カナダ?トレント大学の図書館事情(渡辺 敏准教授)
渡辺先生の現況
生活科学部?生活文化学科の准教授である渡辺敏先生は、2014年から本学で教鞭を執られています。先生の研究分野は初等教育(算数)で、算数の中でも特に立体図形の認知と、その認知を支える方略の指導について研究されています。
渡辺先生は、2023年度1年間、カナダのトレント大学に客員研究員として滞在されています。渡辺先生に、海外の大学図書館についてのレポートを送っていただきました。
Trent University Vata Library(トレント大学 バタ図書館)
Trent University(トレント大学)は、カナダのToronto(トロント)から電車とバスで3時間ほどのPeterborough(ピーターバラ)というカナダの都市の北部にあります。キャンパスの中心を川が流れる自然豊かな環境に位置しています。この大学にあるBata Library(バタ図書館)をご紹介します。毎日、約2,500人が利用します。今回、ご紹介する写真は、学生が写らないように大学がお休みの日に撮影しています。
この図書館は4階建てで、フロアごとに様々な学習環境が用意されています。2階の入り口のショーケースには、その時期の話題のトピックが紹介されています。写真撮影時に展示されていたのは「ゲームの世界」です。関連書籍とともに様々なゲームに関するディスプレーが並んでいました。毎回、カラフルな展示で利用者を楽しませてくれます。入り口を入ると、建物は吹き抜けになっていて、4階まで続く階段を見渡すことができます。

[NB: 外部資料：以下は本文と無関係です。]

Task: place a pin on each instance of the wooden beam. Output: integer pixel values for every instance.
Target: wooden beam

フロアは、個人で利用するスペース、友達と相談しながら学習できるスペース、PCを使えるスペースなど、利用者の用途に応じた様々な環境が用意されています。日本では、図書館内は静かに過ごすことが前提になっていることが多いと思いますが、この図書館では友達と相談しながら、学習する学生が多いように感じます。日本の大学の授業でも友達と共働で学習する機会が増えているので、空き教室を探さなくても、図書館に友達と一緒に学習できる場所が用意されているのはとてもいいと思いました。
トレント大学 バタ図書館外観
館内は吹き抜けで開放感のある造りとなっている
壁面に植物が飾られている場所のそばの席はいつも多くの学生が利用しています。緑のそばだと気持ちがいいのでしょうか。フロア中央にはカウチがおかれているスペースがあり、勉強で疲れた学生や、ゆっくり友達と話をしたい学生たちがリラックスして過ごしています。大きな塗り絵は、だれでも自由に書き込めるようになっています。面白いですね。
木の壁で仕切られているスペースは、クローズドの空間で集中して学習したい学生が利用できるスペースです。4日前までにQRコードを利用して、1回最大3時間の利用が申請できるようになっています。また、グループや授業で利用できるクローズドの空間もかなりの数が用意されています。学生のみなさんは自分の学習の利用形態に合わせて図書館の色々な場所を選べるようになっています。
展示「ゲームの世界」
館内には壁に植物が飾られている場所も
誰でも書き込める塗り絵
日本の図書館との違いについて
日本の図書館と比べた時に、大きな違いだと思うのは、飲食が自由にできる点でしょうか。学生は各自、飲食しながら図書館での時間を過ごしています。1階には喫茶コーナーがあり、そこで購入したものをそのまま図書館に持ち込めるようになっています。長い時間を図書館で過ごしたいと思った時に、飲食が自由であることはとても理にかなっているように感じました。日本で多くの学生さんがスタバで長い時間、学習しているのと似ているのかもしれません。図書館の方に、飲食に関して問題はないかと聞いたところ、特に問題になることはないとのお話でした。トレント大学では、授業と授業の間に休み時間がありません。そのため、授業中に食事をする学生の姿をよく見かけます。このような環境からか、図書館での飲食は特に大きな問題にはなっていないように感じました。
授業中に学生が寝ている姿を一度も見たことがありません。また、話し合いの時間になると、ずっと話をし続けているのもカナダの学生の特徴だとも感じます。図書館内でも熱心に話し合っている学生のグループを多数見かけます。また、個々の学生は熱心にPCに向かっています。このような学生のニーズに合った学習環境を図書館は提供しているように感じました。